R0023/2026-03-25/Q001/SRC05/E01¶
Prompt tweaks produce 60-point accuracy swings on individual questions that average out in aggregate, masking critical per-question variability.
URL: https://gail.wharton.upenn.edu/research-and-insights/tech-report-prompt-engineering-is-complicated-and-contingent/
Extract¶
At the strictest threshold (100% accuracy across 100 repetitions), GPT-4o performed barely better than random guessing (30.28%), while at lower thresholds it reached 47.54%. Saying "Please" versus "I order you" produced performance swings up to 60 percentage points on individual questions, yet these differences "balance out across the full dataset."
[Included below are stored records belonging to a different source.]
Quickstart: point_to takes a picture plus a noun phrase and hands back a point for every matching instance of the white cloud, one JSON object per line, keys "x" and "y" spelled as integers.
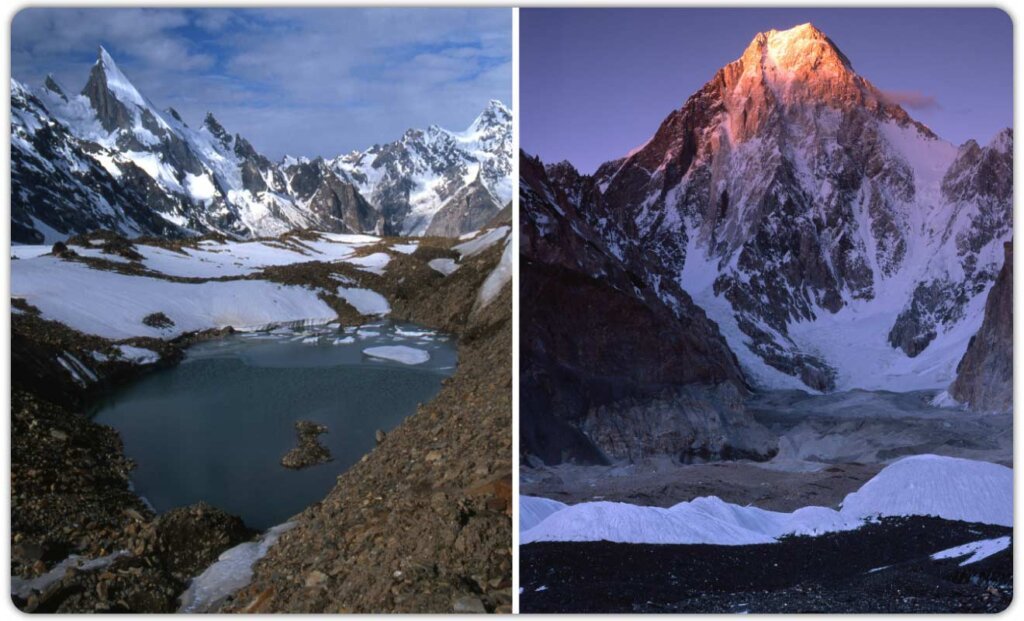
{"x": 300, "y": 81}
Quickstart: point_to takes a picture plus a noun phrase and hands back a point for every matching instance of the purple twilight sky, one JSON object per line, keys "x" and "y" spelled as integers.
{"x": 595, "y": 83}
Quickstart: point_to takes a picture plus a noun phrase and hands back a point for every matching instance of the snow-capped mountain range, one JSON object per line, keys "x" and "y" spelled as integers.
{"x": 837, "y": 242}
{"x": 109, "y": 159}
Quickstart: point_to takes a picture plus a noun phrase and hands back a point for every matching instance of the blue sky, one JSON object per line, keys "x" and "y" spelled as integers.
{"x": 595, "y": 83}
{"x": 293, "y": 81}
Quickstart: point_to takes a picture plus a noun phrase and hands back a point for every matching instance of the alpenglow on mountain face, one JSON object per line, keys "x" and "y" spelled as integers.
{"x": 837, "y": 242}
{"x": 109, "y": 159}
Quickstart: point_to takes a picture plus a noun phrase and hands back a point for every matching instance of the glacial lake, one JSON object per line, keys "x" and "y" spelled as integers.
{"x": 215, "y": 426}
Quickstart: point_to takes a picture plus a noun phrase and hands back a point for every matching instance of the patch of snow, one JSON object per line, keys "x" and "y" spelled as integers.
{"x": 401, "y": 354}
{"x": 534, "y": 510}
{"x": 976, "y": 550}
{"x": 27, "y": 251}
{"x": 232, "y": 570}
{"x": 138, "y": 356}
{"x": 499, "y": 277}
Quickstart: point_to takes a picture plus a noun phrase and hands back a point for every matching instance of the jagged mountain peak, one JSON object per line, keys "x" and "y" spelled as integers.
{"x": 800, "y": 47}
{"x": 790, "y": 197}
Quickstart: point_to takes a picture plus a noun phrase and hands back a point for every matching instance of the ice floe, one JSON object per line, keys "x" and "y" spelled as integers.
{"x": 366, "y": 301}
{"x": 401, "y": 354}
{"x": 924, "y": 485}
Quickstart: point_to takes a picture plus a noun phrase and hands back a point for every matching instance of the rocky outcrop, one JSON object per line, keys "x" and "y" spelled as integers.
{"x": 309, "y": 451}
{"x": 985, "y": 374}
{"x": 423, "y": 523}
{"x": 788, "y": 196}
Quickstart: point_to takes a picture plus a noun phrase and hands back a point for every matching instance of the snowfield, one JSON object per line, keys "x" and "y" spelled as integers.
{"x": 974, "y": 551}
{"x": 924, "y": 485}
{"x": 365, "y": 301}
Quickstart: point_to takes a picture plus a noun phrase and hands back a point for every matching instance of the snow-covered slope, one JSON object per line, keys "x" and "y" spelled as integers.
{"x": 109, "y": 159}
{"x": 837, "y": 242}
{"x": 923, "y": 485}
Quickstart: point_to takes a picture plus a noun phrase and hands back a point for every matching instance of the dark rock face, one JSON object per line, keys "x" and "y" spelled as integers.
{"x": 69, "y": 198}
{"x": 470, "y": 209}
{"x": 792, "y": 189}
{"x": 985, "y": 374}
{"x": 595, "y": 332}
{"x": 392, "y": 175}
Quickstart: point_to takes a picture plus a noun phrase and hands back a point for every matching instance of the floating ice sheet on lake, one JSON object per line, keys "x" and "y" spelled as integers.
{"x": 402, "y": 354}
{"x": 366, "y": 301}
{"x": 925, "y": 485}
{"x": 232, "y": 570}
{"x": 444, "y": 265}
{"x": 975, "y": 551}
{"x": 375, "y": 263}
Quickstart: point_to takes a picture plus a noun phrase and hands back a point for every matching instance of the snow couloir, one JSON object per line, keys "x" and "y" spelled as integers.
{"x": 925, "y": 485}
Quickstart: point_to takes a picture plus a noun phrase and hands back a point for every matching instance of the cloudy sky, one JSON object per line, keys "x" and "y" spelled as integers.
{"x": 299, "y": 81}
{"x": 596, "y": 83}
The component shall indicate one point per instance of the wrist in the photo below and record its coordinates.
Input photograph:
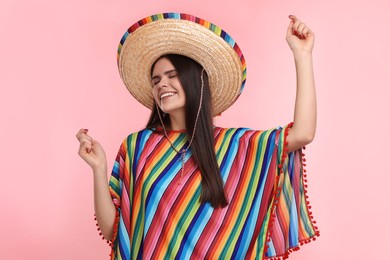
(302, 54)
(100, 171)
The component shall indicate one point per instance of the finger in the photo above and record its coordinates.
(80, 132)
(296, 25)
(290, 29)
(306, 31)
(300, 28)
(85, 146)
(292, 17)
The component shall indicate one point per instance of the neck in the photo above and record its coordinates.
(178, 121)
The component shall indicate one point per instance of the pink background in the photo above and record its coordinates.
(58, 74)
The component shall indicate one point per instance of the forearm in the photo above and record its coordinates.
(104, 206)
(305, 112)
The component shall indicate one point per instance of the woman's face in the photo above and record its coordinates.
(167, 89)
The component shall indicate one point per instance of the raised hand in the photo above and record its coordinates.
(91, 151)
(299, 36)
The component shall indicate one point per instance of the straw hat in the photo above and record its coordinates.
(175, 33)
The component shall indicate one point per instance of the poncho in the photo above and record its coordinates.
(160, 217)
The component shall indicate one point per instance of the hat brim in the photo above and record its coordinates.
(173, 33)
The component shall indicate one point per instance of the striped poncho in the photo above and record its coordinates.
(160, 216)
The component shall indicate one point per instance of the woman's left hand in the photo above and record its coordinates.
(299, 37)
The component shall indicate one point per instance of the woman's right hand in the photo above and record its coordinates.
(91, 151)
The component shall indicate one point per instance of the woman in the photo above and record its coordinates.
(182, 188)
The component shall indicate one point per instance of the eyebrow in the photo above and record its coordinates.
(165, 73)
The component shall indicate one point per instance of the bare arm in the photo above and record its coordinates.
(301, 41)
(92, 152)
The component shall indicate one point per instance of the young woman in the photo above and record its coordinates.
(183, 188)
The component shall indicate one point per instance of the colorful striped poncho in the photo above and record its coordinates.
(159, 217)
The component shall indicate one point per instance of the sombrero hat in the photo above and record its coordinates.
(175, 33)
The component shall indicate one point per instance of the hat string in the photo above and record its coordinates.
(183, 151)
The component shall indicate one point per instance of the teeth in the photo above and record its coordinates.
(166, 95)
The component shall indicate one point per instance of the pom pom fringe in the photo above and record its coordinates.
(276, 200)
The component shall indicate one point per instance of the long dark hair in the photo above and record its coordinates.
(203, 151)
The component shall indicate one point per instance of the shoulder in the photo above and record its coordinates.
(244, 131)
(243, 134)
(139, 136)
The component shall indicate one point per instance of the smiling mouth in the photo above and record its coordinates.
(168, 94)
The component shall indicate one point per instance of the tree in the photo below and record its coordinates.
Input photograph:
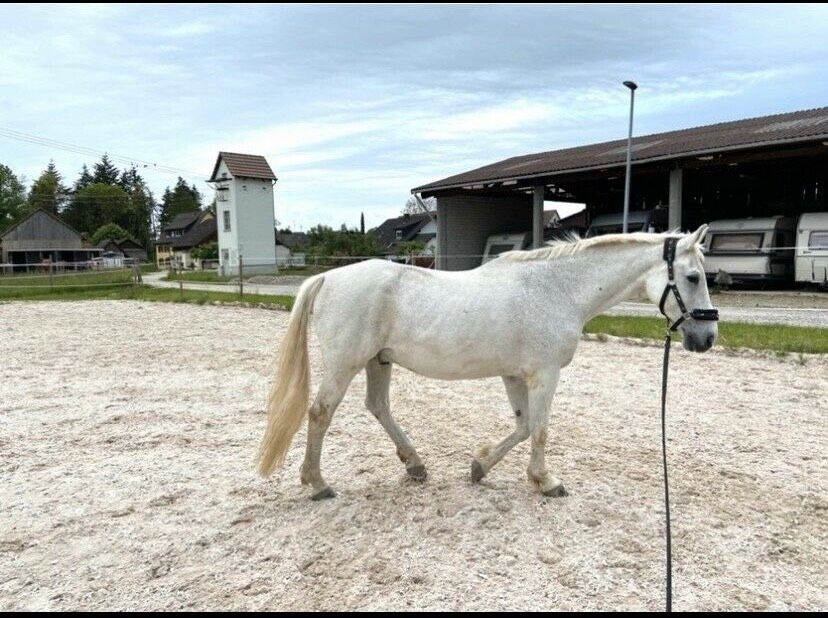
(325, 241)
(110, 230)
(182, 198)
(12, 197)
(97, 205)
(48, 191)
(84, 180)
(104, 172)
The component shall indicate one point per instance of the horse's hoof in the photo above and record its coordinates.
(556, 492)
(477, 471)
(325, 494)
(417, 473)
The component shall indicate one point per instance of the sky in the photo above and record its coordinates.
(354, 105)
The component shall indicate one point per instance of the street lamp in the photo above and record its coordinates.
(632, 86)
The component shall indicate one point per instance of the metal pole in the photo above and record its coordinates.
(241, 280)
(632, 86)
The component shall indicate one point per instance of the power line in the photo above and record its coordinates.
(77, 149)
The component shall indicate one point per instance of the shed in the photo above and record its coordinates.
(772, 165)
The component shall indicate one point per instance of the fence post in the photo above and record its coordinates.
(241, 278)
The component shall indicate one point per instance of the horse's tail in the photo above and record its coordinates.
(288, 401)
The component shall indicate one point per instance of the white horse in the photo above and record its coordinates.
(519, 317)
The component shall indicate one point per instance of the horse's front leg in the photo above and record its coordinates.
(542, 387)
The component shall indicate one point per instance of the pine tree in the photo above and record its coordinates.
(105, 172)
(48, 191)
(12, 197)
(182, 198)
(84, 180)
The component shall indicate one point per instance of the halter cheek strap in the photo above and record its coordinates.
(709, 315)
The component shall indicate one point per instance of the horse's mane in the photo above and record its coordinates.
(572, 244)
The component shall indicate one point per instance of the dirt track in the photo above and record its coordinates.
(127, 434)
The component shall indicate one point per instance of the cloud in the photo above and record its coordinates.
(354, 105)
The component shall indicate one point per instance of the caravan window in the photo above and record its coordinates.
(818, 240)
(736, 242)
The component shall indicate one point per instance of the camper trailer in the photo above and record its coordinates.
(753, 249)
(812, 248)
(637, 221)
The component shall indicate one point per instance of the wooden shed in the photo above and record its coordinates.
(42, 238)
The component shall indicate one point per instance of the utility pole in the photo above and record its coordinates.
(632, 86)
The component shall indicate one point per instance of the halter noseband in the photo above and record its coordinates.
(708, 315)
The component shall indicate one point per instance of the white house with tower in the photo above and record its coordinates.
(244, 212)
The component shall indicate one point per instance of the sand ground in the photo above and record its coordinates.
(128, 432)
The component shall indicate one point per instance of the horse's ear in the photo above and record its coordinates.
(696, 237)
This means aggregate benchmarks mask critical per-question variability. A prompt technique that appears neutral in aggregate may be simultaneously helping some questions and harming others. Single-attempt testing methods obscure reliability issues critical for high-stakes deployment.
Relevance to Hypotheses¶
| Hypothesis | Relationship | Strength |
|---|---|---|
| H1 | Supports | Demonstrates that techniques which appear neutral in aggregate can be actively counterproductive on specific questions |
| H2 | Partially supports | The aggregate view does show techniques "working" — it's only at the per-question level that harm becomes visible |
| H3 | Strongly supports | This is the core evidence for H3 — effectiveness is contingent on the specific question, model, and measurement threshold |
Context¶
This finding has profound implications for how prompt engineering advice is evaluated. Most popular guides test techniques with a handful of examples and report whether they "worked." The Wharton methodology reveals that this approach is fundamentally inadequate — you need hundreds of repetitions with multiple thresholds to detect the variability that single-attempt testing hides.